Injection of pathogenic A. hydrophila into C. striata resulted in the upregulation of tumour necrosis factor-α (TNF-α) within 24 hours which subsequently led to ROS production by phagocytic cells (Palanisamy et al., 2015). These findings are in agreement with or confirmed by the present study where the peripheral blood leukocytes of C. striata challenged with live or heat killed A. hydrophila-challenged groups showed significantly enhanced ROS production. Thus, the activated respiratory burst activity that was not further enhanced after 15-day post challenge treatment ensures higher resistance against both live and heat killed A. hydrophila challenged groups. In the same way, fish are able to generate reactive nitrogen species such as nitric oxide (NO) implicated in the destruction of certain pathogens. In the present study, the RNS production in C. striata, got induced after challenge with live or killed A. hydrophila on day 5 post challenge. In a similar experiment, elsewhere, an increase in inducible nitric oxide synthase (iNOS) activity has been detected in channel catfish head kidney leukocytes following intraperitoneal injection with live Edwardsiella ictulari (Secombes et al., 1988). The gene for iNOS has been partially sequenced in both trout (Laing et al., 1999) and goldfish (Laing et al., 1996) and it is shown to be inducible after challenge in vivo with bacterial pathogen or in vitro with LPS. iNOS was also upregulated in channel catfish, Ictalurus punctatus after immunization with live theronts of Ichthyophthirius multifiliis (Moreira et al., 2017). However, NO production is not selectively targeted to microorganisms and has the potential to be toxic to host tissues in high concentrations. Because of this, the production of NO must be tightly regulated. This argument is favourable to the NO response observed in this study, where its production increased only during day 5 post challenge and then returned to normal level. The reason for its tight regulation might be due to the synthesis of increased cyclic AMP (cAMP) levels leading to reduction of NO production (Joerink et al., 2006; Pietsch et al., 2008), pointing to an important role of this second messenger in modulating fish antimicrobial responses.

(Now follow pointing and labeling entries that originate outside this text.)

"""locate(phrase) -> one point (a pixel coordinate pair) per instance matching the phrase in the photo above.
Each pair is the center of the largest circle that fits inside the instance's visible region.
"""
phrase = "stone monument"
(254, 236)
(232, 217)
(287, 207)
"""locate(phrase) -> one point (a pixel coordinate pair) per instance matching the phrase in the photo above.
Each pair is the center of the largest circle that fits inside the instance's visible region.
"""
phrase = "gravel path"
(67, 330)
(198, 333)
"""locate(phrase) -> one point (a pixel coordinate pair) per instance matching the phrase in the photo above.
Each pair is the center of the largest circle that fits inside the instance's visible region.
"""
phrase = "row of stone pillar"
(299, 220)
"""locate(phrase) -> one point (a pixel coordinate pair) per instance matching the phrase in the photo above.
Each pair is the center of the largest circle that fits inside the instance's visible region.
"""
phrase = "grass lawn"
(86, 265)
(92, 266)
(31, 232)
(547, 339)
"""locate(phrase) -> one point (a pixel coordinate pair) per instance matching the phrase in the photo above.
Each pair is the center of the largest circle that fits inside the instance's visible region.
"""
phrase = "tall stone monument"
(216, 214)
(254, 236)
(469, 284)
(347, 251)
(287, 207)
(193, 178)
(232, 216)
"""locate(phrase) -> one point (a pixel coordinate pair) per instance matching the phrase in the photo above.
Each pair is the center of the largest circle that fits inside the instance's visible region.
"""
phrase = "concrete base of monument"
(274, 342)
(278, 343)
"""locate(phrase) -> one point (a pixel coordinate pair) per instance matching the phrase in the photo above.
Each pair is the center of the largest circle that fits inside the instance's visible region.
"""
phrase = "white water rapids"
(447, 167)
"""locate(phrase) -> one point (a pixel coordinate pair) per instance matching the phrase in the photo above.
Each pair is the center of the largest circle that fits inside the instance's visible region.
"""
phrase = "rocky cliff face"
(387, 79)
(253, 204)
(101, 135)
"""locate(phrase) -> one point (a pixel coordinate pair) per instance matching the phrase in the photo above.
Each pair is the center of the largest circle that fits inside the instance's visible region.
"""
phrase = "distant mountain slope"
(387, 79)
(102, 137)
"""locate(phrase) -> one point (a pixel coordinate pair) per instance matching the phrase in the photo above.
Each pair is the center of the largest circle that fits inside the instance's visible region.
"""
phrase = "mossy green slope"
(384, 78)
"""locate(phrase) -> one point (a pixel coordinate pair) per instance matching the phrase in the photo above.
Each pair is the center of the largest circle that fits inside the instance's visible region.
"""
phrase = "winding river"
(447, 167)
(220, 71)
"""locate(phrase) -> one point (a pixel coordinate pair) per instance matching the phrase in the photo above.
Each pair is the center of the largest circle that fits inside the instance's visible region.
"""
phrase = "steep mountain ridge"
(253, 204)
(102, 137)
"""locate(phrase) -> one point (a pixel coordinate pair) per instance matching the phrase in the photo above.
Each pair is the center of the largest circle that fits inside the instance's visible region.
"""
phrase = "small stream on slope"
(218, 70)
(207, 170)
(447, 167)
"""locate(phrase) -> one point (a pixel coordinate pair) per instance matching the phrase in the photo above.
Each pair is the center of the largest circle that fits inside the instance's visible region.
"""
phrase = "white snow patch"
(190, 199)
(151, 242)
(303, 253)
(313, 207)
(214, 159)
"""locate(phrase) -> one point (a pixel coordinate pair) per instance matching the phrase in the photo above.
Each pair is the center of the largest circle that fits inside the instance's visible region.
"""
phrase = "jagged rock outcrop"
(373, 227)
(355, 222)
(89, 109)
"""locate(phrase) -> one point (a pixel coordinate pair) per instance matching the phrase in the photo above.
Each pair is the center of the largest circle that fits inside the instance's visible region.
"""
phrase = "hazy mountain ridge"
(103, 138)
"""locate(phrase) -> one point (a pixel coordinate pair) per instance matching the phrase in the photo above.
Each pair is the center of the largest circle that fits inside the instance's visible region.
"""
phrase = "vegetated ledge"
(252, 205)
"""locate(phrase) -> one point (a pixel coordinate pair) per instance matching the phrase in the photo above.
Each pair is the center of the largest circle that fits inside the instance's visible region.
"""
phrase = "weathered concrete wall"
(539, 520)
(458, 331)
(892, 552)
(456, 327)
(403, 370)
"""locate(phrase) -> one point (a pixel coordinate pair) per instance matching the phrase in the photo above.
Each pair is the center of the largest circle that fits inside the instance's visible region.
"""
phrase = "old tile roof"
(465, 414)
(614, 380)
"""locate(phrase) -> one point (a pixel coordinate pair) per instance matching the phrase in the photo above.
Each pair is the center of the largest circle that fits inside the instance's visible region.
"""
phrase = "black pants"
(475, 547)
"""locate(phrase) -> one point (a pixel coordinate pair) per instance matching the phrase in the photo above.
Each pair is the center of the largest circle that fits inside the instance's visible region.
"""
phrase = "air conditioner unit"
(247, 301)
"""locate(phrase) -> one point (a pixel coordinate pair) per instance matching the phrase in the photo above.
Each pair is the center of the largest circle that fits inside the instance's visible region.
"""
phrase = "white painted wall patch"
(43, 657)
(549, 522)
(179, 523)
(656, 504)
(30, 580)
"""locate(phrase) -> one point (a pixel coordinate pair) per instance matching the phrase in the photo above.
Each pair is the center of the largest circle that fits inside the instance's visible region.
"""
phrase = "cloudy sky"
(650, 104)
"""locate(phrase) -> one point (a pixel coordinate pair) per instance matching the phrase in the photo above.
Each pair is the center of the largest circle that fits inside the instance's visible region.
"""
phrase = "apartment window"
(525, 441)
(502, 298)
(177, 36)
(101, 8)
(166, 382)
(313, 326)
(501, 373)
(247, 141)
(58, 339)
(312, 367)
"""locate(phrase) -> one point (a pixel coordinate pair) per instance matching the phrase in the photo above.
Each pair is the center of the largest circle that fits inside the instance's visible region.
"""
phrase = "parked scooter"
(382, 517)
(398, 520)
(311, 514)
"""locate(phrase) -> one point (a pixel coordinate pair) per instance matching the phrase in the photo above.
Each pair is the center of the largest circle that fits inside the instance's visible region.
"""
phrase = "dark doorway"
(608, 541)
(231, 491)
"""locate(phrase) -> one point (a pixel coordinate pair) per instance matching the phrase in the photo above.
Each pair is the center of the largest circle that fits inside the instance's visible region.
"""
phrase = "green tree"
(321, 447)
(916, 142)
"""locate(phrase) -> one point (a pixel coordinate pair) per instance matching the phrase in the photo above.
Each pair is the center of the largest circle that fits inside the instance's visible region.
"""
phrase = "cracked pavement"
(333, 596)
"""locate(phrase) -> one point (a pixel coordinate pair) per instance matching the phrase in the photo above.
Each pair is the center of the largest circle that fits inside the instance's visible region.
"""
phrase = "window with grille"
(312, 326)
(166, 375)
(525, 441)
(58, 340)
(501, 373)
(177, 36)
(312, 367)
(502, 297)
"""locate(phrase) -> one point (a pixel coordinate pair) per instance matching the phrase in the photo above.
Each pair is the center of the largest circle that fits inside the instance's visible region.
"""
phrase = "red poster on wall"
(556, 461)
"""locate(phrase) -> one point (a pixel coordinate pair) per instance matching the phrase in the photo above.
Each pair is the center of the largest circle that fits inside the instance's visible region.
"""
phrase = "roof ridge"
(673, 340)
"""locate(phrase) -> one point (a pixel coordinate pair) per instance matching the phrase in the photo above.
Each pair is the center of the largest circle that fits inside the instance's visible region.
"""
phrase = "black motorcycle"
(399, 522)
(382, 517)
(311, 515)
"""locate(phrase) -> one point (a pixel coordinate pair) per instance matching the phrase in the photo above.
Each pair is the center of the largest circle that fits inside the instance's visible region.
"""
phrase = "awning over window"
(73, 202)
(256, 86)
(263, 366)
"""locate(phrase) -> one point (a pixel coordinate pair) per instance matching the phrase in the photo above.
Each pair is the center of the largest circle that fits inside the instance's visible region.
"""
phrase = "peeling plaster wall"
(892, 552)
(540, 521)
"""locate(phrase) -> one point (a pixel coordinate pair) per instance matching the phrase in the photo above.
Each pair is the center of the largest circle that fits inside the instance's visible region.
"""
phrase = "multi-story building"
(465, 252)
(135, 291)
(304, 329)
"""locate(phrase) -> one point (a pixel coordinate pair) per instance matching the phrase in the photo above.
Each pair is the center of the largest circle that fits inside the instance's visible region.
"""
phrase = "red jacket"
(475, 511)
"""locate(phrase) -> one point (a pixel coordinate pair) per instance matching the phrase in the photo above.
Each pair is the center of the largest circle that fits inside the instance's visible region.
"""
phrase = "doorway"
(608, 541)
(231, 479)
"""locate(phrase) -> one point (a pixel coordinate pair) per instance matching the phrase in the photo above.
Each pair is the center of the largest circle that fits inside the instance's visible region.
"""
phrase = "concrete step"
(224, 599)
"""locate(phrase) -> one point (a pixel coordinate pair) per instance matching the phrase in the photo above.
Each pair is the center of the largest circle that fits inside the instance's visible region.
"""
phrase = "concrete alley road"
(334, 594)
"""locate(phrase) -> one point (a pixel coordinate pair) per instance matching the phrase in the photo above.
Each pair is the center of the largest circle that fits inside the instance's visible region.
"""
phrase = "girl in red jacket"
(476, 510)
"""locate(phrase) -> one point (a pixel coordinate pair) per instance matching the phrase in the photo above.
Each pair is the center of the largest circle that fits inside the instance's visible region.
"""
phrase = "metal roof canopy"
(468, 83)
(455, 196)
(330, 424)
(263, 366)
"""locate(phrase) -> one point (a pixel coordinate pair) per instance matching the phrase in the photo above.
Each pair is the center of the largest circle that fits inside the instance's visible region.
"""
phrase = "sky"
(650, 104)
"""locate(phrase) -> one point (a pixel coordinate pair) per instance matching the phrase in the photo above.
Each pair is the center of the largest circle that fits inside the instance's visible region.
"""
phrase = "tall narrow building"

Since the molecular basis underlying the pathogen recognition in C. striata is not yet known, future studies should delineate the underlying activation pathways further and demonstrate the resulting effector molecules eventually eliminating invading pathogens.

In conclusion, the present study, the non-specific immune response parameters in general, are shown to be sensitive and inducible. Serum and cellular immune response parameters studied herein can be used to assess the health status of C. striata and A. hydrophila infection can be reported. Future studies should focus the cellular and molecular events taking place during A. hydrophila infection in C. striata at transcriptomic and proteomic levels.

Conflict of interest

The authors declare that there is no conflict of interests.